Se há um filme multifacetado e soberbo em todas as suas facetas, esse filme é, sem dúvida, “Flee – A Fuga“. Ora é um filme de animação com um estilo muito único e que revela vários momentos da narrativa de forma sublime através das ondulações na forma como a animação é aqui apresentada, ora é um documentário que relata com delicadeza e honestidade a infância de Amin.
Este filme propõe-se a algo grandioso, porque envereda por diversos caminhos na maneira como se apresenta ao público, mas esse risco vale bastante a pena porque o resultado final é uma obra única, potente e comovente. A história centra-se na infância e adolescência de Amin, um jovem refugiado do Afeganistão, e nas suas diversas viagens e voltas que a sua vida dá até chegar à Dinamarca onde agora, com 36 anos de idade, relata a sua ‘fuga’ e os seus pensamentos naqueles anos turbulentos e na forma como também lidou com a sua puberdade e a sua homossexualidade.

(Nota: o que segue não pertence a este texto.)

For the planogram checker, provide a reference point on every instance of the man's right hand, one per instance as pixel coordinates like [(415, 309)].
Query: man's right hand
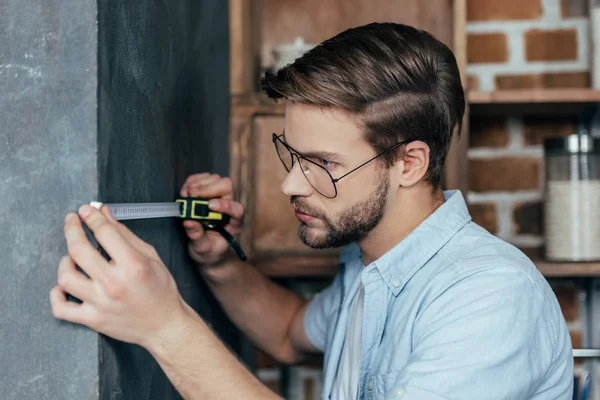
[(208, 247)]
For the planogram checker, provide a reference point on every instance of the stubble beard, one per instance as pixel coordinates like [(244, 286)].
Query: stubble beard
[(352, 224)]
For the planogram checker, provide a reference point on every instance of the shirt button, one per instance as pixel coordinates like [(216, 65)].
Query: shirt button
[(399, 392), (396, 393)]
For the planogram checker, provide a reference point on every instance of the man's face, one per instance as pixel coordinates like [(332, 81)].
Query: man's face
[(361, 196)]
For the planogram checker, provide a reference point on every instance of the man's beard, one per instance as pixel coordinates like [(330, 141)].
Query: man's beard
[(351, 225)]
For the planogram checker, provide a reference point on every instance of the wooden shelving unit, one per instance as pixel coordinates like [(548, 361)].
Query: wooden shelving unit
[(569, 270), (280, 266), (538, 101), (535, 96)]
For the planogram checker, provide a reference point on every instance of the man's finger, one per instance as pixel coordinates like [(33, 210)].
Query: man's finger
[(135, 241), (64, 309), (193, 229), (185, 187), (223, 187), (201, 180), (81, 250), (229, 207), (73, 281), (107, 235)]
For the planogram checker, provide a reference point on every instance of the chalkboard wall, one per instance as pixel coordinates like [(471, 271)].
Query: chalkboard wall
[(109, 100), (163, 114)]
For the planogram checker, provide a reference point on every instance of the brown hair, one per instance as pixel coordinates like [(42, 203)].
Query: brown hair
[(401, 83)]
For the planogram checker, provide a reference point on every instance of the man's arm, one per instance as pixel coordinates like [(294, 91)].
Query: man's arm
[(493, 334), (134, 298), (200, 366), (268, 314)]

A realização simples de Jonas Poher Rasmussen é certeira e enquadra-se perfeitamente no tom e na dinâmica que a história pede e precisa, nunca deixando o espectador demasiado angustiado ou distraído com o que está a ser contado. A animação é outra ferramenta potente que consegue enquadrar num estilo documental as várias nuances e os diferentes momentos que são relatados por Amin, conseguindo que o público se entregue e se envolva com a história. A banda-sonora é também outro grande destaque deste filme, onde o autor Uno Helmersson cria uma atmosfera perfeita e contagiante nos momentos certos e que também flui em sintonia com a história. E a história, sim a história real é, sem dúvida, o ponto mais forte do filme e a peça central deste filme muito dramático, mas nunca exageradamente dramático. Não é por acaso que esta obra já fez história na presente edição dos Óscares, tendo sido o primeiro filme a ser nomeado nas categorias de Melhor Documentário, Melhor Filme de Animação e Melhor Filme Internacional. Nunca antes um filme tinha sido nomeado nestas três categorias em simultâneo. Este é um marco histórico por si mesmo e, como disse inicialmente, o filme propôs-se a uma tarefa complicada mas conseguiu apresentar uma boa obra nos diversos campos e este momento histórico é um reflexo disso mesmo.
Aconselho vivamente este filme que julgo ser indiferente a qualquer pessoa que assista e que consegue deixar uma marca forte em cada um de nós. Pelo menos a mim foi assim. A história é triste sim e infelizmente é também um espelho dos nossos tempos e do sofrimento que algumas vidas têm desde tenra idade, onde tudo devia ser mágico e mais inocente, mas por vezes somos obrigados a crescer rapidamente e a adaptar-nos a um mundo cruel que nos empurra, sem pedir licença, para as responsabilidades e pensamentos de uma vida adulta. O filme foi exibido na presente edição do Festival MONSTRA e irá estrear nas salas de cinema em Portugal no próximo dia 7 de Abril.
Classificação: 5 em 5 estrelas. Texto escrito por André Marques.